The National Hurricane Center warns that Katrina is “potentially catastrophic,” and the levees may be “overtopped.”

Some 36,000 evacuees crowd into the Superdome.

Mayor Nagin orders a 6 p.m. curfew.


The sight of so many people waiting to get into the Superdome had a sobering effect on Gary and me, and we both tried to hide our uneasiness as we unloaded the patrol car in front of the Correctional Center.

“We’ll have to make three trips, maybe four.” Gary stared at the stuff piled in the trunk and picked up a carton of bottled water.

“We have all night.” I lifted two boxes of food and led the way up the two dozen front steps.

“This water is really heavy,” Gary said, panting when we reached the wide porch that surrounded the building. The first floor was twenty feet smaller than the nine stories above, and large cement columns supported the upper stories, creating an overhang that formed a ceiling for the porch.

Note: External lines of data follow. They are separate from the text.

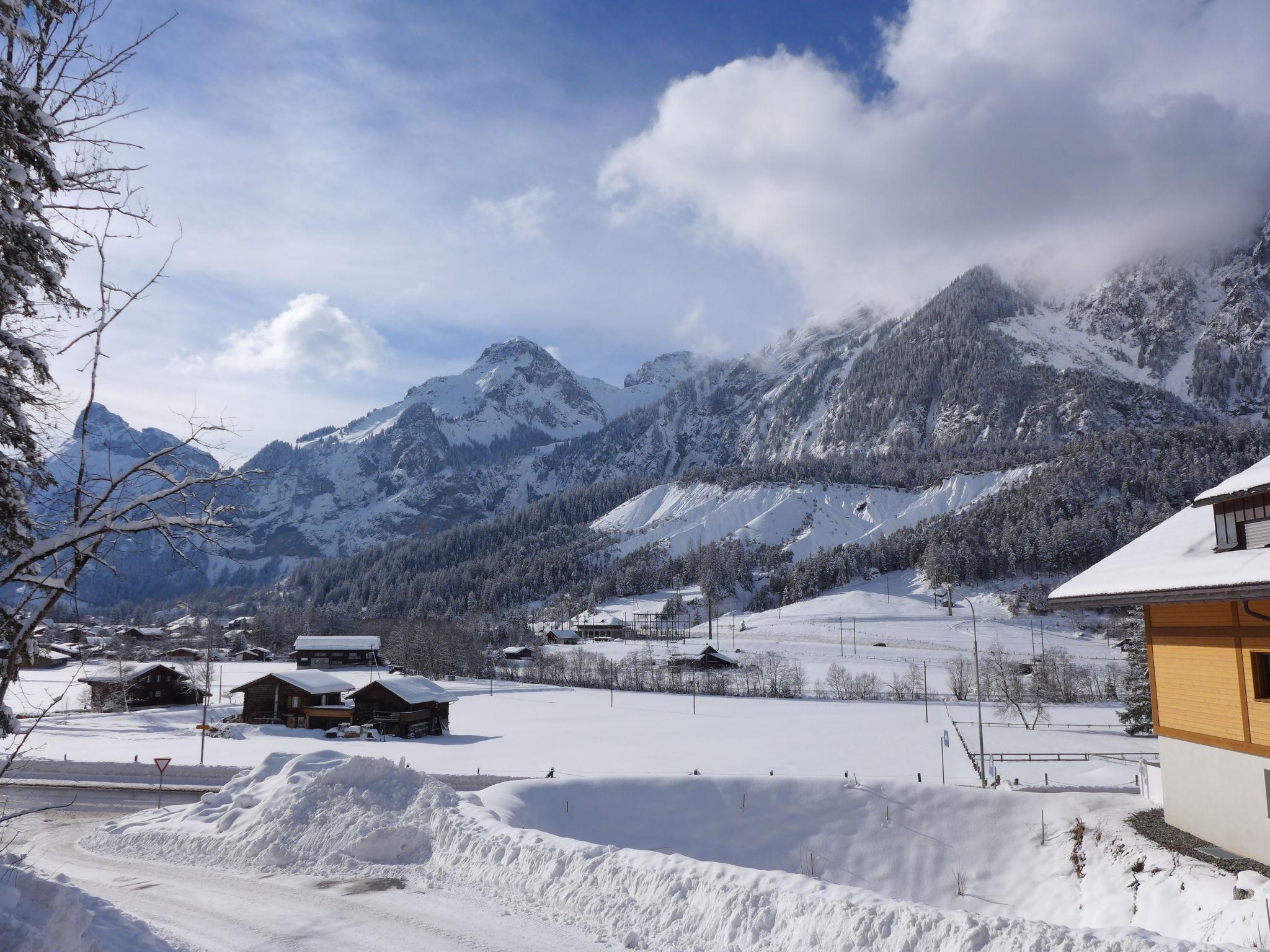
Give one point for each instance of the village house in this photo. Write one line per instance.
(146, 685)
(337, 650)
(253, 654)
(601, 627)
(406, 707)
(296, 699)
(1203, 578)
(701, 658)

“Don’t complain. It’s good exercise.” I halted as two grade school boys ran past me, laughing and shrieking. When an elderly man walked around the corner, the boys stopped to pet his small dog.

Here we go again, I thought. Every time we had a hurricane alert the deputies brought spouses, children, or parents to shelter at the jail. That was understandable; unlike most houses in New Orleans, these buildings were made to withstand the weather. But the thought of all those civilians made me uncomfortable. I worried for their safety. I didn’t like the idea of inmates sleeping in such close proximity to children and their animals. Cats in cages were bad enough, but some of the families even brought pet rabbits!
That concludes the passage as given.